Blood transfusion and blood production are two ingredients to recover from an anaemic condition. Jesus is the willing donor for our anaemic lives, because he died transfusing his blood into us; but blood production is dependent on the proper functionality of the body itself, not what was transfused into the body alone. This means that human beings have got their roles to play to overturn their anaemic situations, through constant eating of the Body and Blood of Christ – “whoever eats my flesh and drinks my blood lives forever!” From the food eaten, the body sustains its blood manufacturing industry. “For this reason Jesus is mediator of a new covenant,” according to our second reading. Through the death of Christ, we have a guarantee of constant blood supply for our lives and the prevention of anaemia provided we keep receiving the Body of Christ as food and his Blood as drink.
Becoming one with the Lord, through what we eat and drink is the meaning of Corpus et Sanguis Christi, the feast we celebrate today. Every “covenant” brings lives together and keeps lives together as long as the terms of the covenant are kept. Jesus ate his Last Supper not with angels but with sinners, Judas, Peter, Matthew, etc. Jesus makes himself available to you and me as daily food, yet nourishing us for eternal life. On account of what Jesus did for you and me, making bread and wine become his Body and Blood for us: where is any room for boasting? Jesus comes to you and me and dwells in unbelievably ill-prepared places of our bodies in the most elemental of ways: why would I not do my best to be worthy of such a guest? Indeed, how appropriate our responsorial psalm today: “To you will I offer a sacrifice of thanksgiving, and I will call upon the name of the Lord. My vows to the Lord I will pay in the presence of all his people!”
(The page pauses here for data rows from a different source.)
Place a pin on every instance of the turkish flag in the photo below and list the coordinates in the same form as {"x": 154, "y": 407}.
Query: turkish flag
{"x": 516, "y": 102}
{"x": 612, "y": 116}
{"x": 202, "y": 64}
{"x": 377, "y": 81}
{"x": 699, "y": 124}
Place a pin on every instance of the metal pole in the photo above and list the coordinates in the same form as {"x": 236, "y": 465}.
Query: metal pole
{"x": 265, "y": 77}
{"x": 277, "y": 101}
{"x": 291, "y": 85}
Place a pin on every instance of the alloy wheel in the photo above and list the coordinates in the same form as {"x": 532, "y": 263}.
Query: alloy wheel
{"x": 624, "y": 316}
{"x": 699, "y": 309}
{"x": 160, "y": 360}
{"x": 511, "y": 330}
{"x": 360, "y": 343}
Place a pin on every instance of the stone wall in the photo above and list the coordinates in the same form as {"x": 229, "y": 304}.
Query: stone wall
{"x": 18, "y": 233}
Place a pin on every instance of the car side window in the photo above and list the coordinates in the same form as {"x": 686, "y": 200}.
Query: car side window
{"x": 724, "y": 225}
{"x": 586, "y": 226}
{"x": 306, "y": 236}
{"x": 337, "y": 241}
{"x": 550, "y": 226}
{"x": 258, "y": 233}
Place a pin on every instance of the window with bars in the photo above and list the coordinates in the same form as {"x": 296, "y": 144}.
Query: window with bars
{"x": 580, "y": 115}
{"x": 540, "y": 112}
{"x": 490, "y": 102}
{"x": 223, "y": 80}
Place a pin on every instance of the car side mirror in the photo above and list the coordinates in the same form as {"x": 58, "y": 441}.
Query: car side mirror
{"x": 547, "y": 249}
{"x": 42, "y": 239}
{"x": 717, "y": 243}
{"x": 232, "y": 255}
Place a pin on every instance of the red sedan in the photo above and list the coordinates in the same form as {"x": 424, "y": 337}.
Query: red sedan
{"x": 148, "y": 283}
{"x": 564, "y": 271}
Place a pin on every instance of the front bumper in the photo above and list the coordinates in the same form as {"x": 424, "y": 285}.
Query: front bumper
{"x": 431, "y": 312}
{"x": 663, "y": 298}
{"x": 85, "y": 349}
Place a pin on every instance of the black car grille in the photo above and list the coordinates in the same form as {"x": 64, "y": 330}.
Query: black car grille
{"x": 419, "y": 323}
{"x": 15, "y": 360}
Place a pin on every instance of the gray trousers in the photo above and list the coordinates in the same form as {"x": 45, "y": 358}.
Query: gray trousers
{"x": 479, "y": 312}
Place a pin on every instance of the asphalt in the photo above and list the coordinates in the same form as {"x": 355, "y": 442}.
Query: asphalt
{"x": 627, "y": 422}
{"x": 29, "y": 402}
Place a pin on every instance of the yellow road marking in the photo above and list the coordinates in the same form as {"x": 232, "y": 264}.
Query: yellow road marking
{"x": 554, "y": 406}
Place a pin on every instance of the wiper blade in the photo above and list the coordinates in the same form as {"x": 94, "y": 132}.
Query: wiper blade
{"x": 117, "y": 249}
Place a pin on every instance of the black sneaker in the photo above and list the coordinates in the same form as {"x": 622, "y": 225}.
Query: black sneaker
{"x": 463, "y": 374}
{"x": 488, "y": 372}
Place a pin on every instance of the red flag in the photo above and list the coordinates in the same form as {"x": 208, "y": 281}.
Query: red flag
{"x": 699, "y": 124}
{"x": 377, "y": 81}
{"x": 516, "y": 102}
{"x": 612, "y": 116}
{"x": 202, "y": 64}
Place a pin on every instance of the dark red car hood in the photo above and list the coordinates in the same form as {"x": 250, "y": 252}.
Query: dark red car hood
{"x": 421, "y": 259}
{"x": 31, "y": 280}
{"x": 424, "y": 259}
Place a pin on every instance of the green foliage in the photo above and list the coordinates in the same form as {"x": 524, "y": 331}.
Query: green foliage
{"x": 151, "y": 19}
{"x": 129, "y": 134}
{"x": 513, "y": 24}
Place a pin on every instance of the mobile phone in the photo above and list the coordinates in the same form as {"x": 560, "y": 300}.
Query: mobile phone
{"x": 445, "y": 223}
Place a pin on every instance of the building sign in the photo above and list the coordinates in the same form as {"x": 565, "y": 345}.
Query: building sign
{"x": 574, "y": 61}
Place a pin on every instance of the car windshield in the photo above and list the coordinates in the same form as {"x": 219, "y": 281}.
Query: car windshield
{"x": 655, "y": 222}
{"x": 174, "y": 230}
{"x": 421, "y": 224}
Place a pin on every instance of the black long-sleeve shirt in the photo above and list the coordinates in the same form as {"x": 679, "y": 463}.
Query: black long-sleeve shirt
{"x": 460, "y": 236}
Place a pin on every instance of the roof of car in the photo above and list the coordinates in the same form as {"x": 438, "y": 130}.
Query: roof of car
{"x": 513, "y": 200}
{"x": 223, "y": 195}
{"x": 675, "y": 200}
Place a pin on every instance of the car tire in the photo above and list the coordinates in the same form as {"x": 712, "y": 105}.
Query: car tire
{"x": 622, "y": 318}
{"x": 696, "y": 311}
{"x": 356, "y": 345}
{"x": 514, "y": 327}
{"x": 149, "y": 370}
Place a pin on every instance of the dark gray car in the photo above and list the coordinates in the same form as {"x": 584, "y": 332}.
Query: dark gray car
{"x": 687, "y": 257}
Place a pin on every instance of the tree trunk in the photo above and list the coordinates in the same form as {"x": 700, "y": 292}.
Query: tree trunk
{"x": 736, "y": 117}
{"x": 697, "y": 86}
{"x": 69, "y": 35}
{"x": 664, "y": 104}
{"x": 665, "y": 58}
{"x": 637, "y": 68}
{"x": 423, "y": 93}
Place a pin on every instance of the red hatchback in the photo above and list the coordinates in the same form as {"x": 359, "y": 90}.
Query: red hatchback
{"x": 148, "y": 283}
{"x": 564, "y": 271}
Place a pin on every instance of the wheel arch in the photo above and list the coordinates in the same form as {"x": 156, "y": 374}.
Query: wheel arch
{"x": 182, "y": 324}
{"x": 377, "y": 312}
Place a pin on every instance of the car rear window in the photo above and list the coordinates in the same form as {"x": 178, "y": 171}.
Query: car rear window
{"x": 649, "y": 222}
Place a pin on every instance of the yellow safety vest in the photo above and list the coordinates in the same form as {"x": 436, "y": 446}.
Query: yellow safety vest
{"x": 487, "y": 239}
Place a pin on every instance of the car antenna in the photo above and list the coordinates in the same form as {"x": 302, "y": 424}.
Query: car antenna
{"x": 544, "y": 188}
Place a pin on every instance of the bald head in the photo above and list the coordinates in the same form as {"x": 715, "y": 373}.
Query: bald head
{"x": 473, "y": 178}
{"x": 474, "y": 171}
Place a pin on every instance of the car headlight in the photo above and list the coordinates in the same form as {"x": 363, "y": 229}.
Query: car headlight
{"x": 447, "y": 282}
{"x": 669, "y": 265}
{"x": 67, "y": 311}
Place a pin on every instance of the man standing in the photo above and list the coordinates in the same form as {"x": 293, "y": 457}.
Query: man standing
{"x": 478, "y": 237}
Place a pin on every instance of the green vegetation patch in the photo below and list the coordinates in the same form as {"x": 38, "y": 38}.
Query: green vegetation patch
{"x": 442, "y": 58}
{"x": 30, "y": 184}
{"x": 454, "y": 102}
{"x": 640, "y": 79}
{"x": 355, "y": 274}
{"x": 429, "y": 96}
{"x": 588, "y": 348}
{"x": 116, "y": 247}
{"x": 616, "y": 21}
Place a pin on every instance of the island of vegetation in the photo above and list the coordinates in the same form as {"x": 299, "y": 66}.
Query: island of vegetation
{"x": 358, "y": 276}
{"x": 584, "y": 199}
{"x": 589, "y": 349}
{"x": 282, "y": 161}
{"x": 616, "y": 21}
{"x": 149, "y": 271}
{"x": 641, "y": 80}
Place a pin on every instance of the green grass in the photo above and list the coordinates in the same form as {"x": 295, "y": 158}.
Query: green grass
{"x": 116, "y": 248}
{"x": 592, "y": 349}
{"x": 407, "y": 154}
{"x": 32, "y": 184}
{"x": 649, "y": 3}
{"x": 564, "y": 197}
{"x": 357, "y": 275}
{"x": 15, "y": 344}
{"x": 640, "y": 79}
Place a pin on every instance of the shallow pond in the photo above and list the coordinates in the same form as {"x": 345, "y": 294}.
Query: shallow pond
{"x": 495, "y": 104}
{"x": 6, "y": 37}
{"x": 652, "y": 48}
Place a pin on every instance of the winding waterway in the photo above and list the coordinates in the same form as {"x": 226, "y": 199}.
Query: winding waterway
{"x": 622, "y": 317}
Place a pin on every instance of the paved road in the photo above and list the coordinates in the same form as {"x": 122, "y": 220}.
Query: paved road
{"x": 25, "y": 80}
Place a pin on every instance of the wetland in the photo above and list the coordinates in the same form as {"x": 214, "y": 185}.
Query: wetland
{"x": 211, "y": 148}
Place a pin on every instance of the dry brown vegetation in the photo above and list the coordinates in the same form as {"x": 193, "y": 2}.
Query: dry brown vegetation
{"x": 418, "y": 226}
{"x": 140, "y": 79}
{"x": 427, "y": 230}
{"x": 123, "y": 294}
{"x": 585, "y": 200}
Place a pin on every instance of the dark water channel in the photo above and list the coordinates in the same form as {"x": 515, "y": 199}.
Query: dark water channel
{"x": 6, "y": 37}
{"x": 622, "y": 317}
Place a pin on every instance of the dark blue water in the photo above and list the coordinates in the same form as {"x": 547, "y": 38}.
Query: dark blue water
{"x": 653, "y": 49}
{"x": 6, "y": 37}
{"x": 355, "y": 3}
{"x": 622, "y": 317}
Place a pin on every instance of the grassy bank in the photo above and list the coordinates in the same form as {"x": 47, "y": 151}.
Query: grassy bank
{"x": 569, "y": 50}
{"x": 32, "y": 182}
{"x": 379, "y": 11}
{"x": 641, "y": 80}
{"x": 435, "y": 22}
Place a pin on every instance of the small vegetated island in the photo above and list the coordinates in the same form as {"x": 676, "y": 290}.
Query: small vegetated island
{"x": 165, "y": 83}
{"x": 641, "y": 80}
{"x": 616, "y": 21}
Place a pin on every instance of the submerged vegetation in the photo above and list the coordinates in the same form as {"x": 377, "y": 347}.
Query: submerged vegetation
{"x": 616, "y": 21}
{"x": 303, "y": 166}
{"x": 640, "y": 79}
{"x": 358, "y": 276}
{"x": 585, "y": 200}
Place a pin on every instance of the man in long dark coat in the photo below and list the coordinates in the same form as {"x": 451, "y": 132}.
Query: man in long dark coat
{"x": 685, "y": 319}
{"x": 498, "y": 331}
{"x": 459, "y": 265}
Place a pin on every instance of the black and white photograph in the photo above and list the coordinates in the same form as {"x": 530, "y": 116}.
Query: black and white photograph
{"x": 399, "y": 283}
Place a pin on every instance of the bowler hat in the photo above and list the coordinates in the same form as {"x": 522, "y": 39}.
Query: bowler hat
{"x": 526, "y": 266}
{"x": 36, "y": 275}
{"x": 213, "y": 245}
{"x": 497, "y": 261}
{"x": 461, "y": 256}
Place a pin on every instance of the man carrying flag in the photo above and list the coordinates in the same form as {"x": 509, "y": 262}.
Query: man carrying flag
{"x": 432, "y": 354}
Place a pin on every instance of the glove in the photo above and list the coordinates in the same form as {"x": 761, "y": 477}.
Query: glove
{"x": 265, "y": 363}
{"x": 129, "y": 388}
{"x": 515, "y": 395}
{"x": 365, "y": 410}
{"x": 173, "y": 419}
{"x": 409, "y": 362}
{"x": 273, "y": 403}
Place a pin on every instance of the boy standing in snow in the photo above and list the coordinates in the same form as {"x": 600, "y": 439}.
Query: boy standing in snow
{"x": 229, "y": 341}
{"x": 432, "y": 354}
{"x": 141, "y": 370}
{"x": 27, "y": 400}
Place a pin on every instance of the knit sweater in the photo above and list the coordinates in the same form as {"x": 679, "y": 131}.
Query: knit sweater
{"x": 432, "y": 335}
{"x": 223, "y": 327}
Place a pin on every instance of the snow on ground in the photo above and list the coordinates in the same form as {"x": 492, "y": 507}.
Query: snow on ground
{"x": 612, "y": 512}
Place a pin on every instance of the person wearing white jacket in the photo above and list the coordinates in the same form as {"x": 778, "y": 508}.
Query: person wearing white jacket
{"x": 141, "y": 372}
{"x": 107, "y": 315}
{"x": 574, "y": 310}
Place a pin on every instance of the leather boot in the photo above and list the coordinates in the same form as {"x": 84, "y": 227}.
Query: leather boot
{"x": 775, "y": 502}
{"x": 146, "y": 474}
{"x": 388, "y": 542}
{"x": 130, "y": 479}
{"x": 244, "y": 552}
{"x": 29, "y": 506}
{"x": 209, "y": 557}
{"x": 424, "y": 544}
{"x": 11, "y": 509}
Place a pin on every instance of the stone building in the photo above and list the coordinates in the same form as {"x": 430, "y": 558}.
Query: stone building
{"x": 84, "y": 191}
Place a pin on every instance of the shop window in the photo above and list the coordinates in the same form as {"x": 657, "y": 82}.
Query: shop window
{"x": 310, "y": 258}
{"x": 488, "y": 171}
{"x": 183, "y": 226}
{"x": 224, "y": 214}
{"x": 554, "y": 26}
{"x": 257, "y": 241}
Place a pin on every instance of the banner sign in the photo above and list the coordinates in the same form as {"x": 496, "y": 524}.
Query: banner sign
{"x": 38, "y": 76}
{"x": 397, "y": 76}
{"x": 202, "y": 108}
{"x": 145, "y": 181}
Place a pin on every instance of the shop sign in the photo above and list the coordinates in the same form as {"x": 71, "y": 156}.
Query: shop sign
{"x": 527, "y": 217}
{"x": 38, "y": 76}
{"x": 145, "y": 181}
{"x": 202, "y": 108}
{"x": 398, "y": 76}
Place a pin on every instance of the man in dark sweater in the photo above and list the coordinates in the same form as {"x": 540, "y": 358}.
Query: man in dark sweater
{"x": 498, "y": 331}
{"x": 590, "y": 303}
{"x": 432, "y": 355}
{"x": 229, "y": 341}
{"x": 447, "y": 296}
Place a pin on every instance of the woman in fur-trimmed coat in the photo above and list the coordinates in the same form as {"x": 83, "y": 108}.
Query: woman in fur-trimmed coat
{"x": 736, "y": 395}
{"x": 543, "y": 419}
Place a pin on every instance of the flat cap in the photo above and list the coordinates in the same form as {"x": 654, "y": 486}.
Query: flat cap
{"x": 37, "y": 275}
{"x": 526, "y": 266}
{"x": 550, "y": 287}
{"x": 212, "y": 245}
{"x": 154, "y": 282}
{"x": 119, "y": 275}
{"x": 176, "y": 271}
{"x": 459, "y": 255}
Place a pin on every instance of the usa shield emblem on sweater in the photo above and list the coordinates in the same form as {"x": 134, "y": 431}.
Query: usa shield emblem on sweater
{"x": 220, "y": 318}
In some countries and regions, we make public show of Christ today, by walking down our streets with the Monstrance to show the world that God is love, and he dwells in every authentic relationship. Indeed, God “has a crush” on humanity and wants to be in a covenantic relationship with each human being. If we make Jesus publicly known to the world in our processions and dances today, how do we make him known to our fellow sinners, fellow travelers to eternal life, in our daily lives? May we be divinized to become other christs by eating and drinking the Body and Blood of Christ!
 Assignment for the Week :
Could you feed a homeless or hungry person this week?